DAA chief executive Kenny Jacobs described the situation for the operator as being “stuck between a rock and a hard place”, but said tackling the issue would have to wait.

“We urgently need to get building the new piers and stands needed for Dublin Airport to manage 40 million passengers a year but we can’t do this until our infrastructure application gets approved,” he said.

The Department of Transport and Fingal County Council did not respond to requests for comment.

Ryanair chief executive Michael O’Leary said: “These two artificial caps at Dublin Airport are unlawful. They are in breach the EU’s fundamental right to freedom of movement and they are also in breach of the EU-US “open skies” flight agreement.

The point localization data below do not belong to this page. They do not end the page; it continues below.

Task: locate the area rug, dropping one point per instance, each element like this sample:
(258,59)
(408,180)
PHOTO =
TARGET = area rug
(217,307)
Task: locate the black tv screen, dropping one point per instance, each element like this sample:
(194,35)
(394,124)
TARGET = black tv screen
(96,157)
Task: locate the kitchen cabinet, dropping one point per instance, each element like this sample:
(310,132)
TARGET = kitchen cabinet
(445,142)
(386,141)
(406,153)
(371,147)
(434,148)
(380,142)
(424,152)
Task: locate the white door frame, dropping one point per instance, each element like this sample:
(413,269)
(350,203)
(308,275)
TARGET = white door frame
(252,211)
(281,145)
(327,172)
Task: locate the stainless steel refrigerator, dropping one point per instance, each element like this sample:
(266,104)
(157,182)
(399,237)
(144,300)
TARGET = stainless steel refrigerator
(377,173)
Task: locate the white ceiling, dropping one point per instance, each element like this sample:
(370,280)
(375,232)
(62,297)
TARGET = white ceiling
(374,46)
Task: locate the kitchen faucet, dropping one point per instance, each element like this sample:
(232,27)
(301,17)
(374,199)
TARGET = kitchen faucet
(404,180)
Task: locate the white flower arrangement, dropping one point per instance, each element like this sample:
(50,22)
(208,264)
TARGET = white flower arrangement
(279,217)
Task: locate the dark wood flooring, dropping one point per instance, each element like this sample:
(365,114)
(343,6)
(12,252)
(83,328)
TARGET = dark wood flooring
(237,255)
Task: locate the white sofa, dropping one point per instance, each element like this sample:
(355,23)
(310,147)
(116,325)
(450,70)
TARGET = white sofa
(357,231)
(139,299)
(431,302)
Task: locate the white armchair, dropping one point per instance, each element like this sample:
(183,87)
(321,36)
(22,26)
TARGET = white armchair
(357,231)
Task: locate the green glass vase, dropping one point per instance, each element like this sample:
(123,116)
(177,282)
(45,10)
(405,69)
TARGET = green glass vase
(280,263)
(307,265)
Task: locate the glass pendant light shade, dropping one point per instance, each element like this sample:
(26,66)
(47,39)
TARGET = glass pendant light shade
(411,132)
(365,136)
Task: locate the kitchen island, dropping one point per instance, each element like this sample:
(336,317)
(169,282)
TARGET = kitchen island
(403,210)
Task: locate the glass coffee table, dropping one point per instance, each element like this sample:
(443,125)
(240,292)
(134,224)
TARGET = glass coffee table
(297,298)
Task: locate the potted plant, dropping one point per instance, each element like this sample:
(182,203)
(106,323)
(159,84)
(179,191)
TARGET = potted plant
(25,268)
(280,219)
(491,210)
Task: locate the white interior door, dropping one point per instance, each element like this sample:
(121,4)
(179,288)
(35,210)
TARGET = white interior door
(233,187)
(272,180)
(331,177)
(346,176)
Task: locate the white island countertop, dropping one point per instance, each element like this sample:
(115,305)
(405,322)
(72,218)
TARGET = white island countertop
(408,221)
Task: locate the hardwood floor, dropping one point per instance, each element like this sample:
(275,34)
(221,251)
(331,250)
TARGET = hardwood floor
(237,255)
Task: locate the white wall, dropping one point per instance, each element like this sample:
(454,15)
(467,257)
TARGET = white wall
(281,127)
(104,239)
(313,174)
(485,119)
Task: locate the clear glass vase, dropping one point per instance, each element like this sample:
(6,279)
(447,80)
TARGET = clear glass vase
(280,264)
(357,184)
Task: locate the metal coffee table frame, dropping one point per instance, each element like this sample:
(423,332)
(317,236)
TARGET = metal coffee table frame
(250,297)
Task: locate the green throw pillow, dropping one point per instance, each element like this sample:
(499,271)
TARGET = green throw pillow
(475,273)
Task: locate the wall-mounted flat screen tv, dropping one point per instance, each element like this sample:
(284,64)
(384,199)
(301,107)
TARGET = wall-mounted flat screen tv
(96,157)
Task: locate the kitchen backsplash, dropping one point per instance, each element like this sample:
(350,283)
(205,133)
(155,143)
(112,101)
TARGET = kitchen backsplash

“Any competent Government would by now have already scrapped the original 32 million traffic cap at Dublin Airport, given that the January 2025 Government programme promised to do so as soon as possible.

“Not alone has transport minister Darragh O’Brien done nothing for nine months, but now the incompetent bureaucrats at An Coimisiún Pleanála have imposed a second illegal cap which limits early morning arrivals between 5am to 7am, when most transatlantic flights arrive in Dublin.”

Mr O’Leary said the night flying restrictions would “damage existing transatlantic flights and shut off long haul traffic growth in Dublin, at a time when visitor numbers to Ireland are declining”.

He added the airline “has no choice” but to seek a judicial review of “this latest unlawful planning stupidity”.